Farklı yorumlara konu olan bu namazlar;

 

1- Tahiyyetu’l Mescid: Mescidin sahibi olan Allah (c.c.)’a yaklaşmak ve O’nun Mescidine saygı gösterildiğini ifade için, Mescide girildiğinde henüz oturulmadan kılınan iki rekâtlık bir namazdır.

Her ne kadar oturduktan sonra bile kılınabilen bu namazı; mescide girer girmez kılmak daha faziletlidir. Bu konuda Peygamberimiz (s.a.v.) “Sizden biri Mescide gelince, (henüz) oturmadan önce iki rekât namaz kılsın.” (Ebu Davud: Salat; 19) buyurmuşlardır.
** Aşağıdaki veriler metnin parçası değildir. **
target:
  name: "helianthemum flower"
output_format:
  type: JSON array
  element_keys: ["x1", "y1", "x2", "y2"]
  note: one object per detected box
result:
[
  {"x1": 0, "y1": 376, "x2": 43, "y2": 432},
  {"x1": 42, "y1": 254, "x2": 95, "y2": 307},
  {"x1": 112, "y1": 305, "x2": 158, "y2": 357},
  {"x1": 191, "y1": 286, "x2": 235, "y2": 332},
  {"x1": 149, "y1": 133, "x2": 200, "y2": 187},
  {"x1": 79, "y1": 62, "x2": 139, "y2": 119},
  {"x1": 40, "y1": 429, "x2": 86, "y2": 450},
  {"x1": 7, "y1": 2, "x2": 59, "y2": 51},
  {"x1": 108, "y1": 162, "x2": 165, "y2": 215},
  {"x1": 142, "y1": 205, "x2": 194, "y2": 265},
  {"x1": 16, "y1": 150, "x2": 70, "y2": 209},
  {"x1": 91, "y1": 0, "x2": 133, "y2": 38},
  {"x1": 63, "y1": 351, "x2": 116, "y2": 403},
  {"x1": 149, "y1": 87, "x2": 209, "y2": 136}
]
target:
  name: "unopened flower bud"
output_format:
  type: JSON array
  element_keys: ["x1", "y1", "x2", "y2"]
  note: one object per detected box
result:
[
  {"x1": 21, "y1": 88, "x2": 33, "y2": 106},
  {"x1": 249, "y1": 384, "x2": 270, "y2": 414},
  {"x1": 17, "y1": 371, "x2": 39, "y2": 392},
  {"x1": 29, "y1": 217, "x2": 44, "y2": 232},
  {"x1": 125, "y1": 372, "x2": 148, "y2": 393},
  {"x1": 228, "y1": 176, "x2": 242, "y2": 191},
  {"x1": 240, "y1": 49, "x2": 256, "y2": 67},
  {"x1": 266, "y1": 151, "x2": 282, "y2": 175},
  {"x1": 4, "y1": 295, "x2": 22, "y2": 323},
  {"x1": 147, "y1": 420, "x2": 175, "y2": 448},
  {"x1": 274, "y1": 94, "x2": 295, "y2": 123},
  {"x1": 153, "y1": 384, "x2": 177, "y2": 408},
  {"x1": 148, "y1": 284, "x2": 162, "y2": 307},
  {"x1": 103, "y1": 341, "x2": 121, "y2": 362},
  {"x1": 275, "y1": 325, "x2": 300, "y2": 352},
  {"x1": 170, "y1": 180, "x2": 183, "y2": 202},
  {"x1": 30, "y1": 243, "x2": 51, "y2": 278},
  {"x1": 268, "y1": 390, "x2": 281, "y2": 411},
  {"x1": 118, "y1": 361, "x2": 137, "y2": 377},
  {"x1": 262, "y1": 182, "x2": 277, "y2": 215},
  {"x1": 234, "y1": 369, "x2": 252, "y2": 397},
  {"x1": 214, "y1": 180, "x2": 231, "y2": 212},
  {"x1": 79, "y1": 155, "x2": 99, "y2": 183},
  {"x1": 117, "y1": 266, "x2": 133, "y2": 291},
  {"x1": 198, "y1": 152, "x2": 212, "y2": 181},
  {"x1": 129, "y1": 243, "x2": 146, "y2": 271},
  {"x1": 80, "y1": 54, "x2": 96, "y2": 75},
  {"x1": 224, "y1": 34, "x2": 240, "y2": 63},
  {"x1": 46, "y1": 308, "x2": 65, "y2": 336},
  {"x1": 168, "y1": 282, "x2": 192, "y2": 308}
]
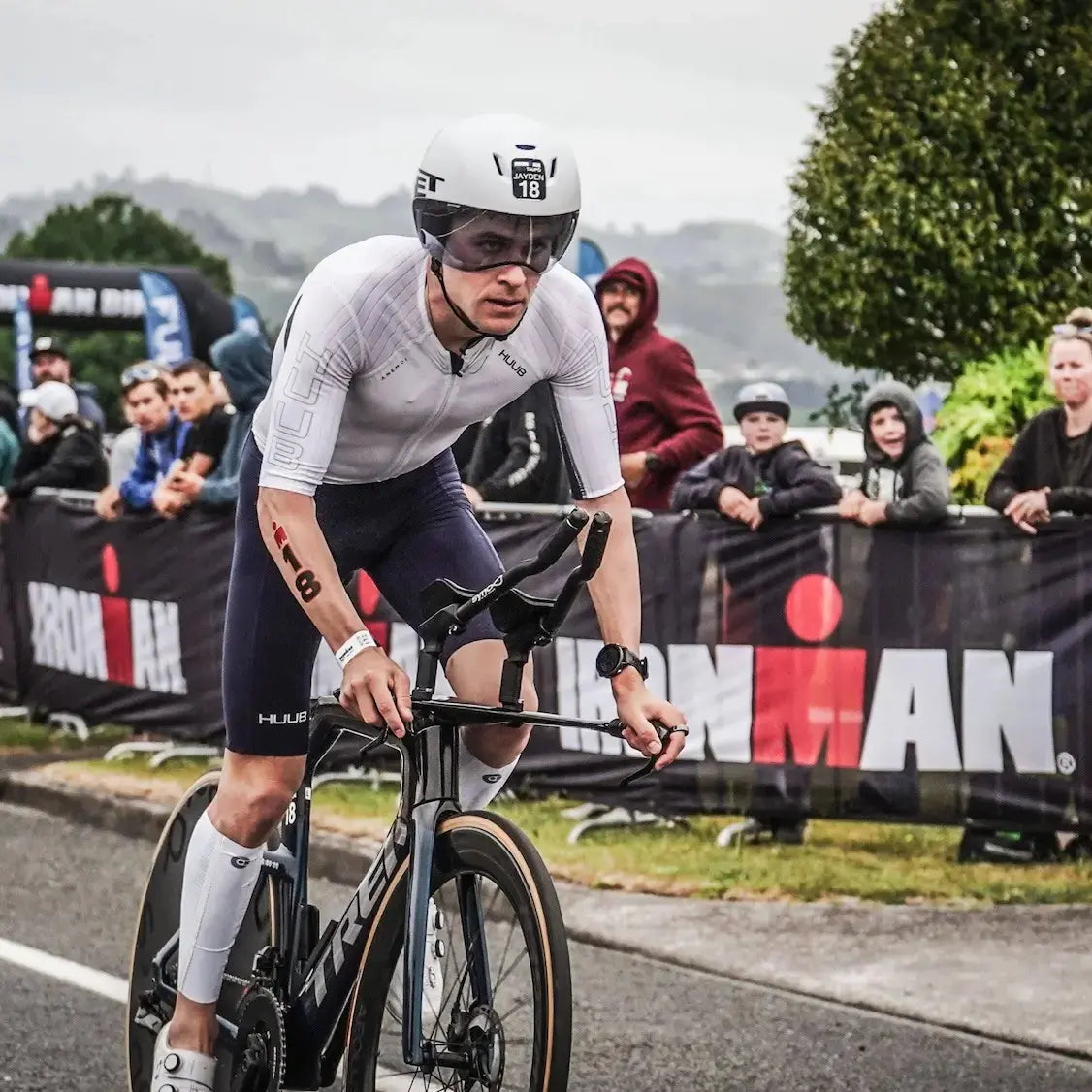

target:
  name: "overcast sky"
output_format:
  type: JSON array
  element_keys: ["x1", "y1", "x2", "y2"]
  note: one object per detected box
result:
[{"x1": 0, "y1": 0, "x2": 881, "y2": 228}]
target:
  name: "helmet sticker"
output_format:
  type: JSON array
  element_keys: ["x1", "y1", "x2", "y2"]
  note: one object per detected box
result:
[
  {"x1": 414, "y1": 171, "x2": 444, "y2": 198},
  {"x1": 512, "y1": 159, "x2": 546, "y2": 201}
]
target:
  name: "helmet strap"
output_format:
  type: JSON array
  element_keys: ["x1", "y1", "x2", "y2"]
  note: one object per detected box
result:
[{"x1": 430, "y1": 258, "x2": 528, "y2": 348}]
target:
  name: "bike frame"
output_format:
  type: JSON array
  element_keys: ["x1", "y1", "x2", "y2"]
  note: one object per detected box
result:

Kerahet vaktinde kılınması uygun görülmeyen bu namazın, Cuma günü kerahet vaktinde bile olsa kılınması tavsiye edilmiştir. Mescitlere girilince oturmadan kılınan herhangi bir namaz, Tahiyyetü’l Mescid namazı yerine geçer. Hükmü; sünnete icabettir.

2- Cumanın ilk sünneti:  Değişik görüşler olmasına rağmen, genel olarak Cuma hutbesinden önce dört rekât olarak kılınan bir namazdır. Ulemanın çoğuna göre rekât sayısı kesin değildir. Sadece namaz kılmaya teşvik edilmiştir. Bazı müctehidlere göre Peygamberimiz (s.a.v.) Mescide gelince doğruca minbere çıkar, iç ezanını dinler ve hutbeye başlardı.

3- Cumanın farzı: İttifakla iki rekât olup cemaatle ve sesli olarak kılınan farz bir namazdır.

4- Cumanın son sünneti:

Ebu Hanifeye göre; Cumanın son sünneti dört rekâttır.

İmam Şafii’ye göre de; cumanın son sünneti dört rekâttır ve her iki rekâtında da selâm verilir.

Diğer görüşlere göre evde kılınırsa iki, camide kılınırsa dört: bunun yanında iki, dört ve altı rekâttır diyenler vardır. Hz. Ali ve Musa el- Eş’ari’ye göre;  altı rekâttır, dört ve iki rekâtında selâm verilerek kılınır.

5- Zuhr-i Âhir: Cumanın son sünnetinin ardından kılınan dört rekâtlık bir namazdır. Bu namazın kılınıp kılınmaması hususunda alimler ihtilaf etmişlerdir. “Tedbir olarak kılınsın” diyenler olduğu gibi; “Bid’attır ve kılınması uygun değildir.” diyenler de vardır.

Cuma namazının sıhhat şartlarından birinin yerine getirilememe sebebiyle “kabul olunmadı” ihtimaline karşılık; Cuma kabul olmamışsa o günün öğle namazı yerine, Cuma kabul olmuşsa, kaza veya nafile  yerine ihtiyaten kılınmaktadır.

Peygamberimiz ve sahabe döneminde böyle bir namaz yoktu. Ancak zaman geçtikçe, Cumanın sıhhat şartlarını değerlendiren alimler, böyle bir namazı hoş görmüşlerdir. Zuhr-i Âhir namazı, müekked sünnet gibi kılınır. Birinci oturuşta tahiyyat ve her rekâtın da fatihadan sonra  zamm-ı sure okunur.

“Henüz üzerimden geçmeyen vaktin Zuhr-i Âhirini eda etmeye…” veya “üzerimden geçen en son öğle namazının farzını kaza etmeye…” diye niyet edilerek, yerine getirilir. Kimileride “Günün öğle namazını eda etmeye” diye niyet ederek hem Cumayı ve  hem de öğlenin farzını kılmaktadırlar.

5- Vaktin son sünneti: Birçok kaynaklarda Cuma namazından sonra vaktin son sünnetine yer verilmemiştir. Ancak bazı bölgelerde bu namaz kılınmaktadır.

Sonuç olarak: Cemaat arasında farklı mezheplerin, yolcuların ve farzdan sonraki namazları evlerinde kılmak isteyenlerin olması muhtemeldir. Bu sebeple; farzdan sonra namaz kılmadan çıkanların ardından su-i zanda bulunmak hiç te doğru olmayacaktır.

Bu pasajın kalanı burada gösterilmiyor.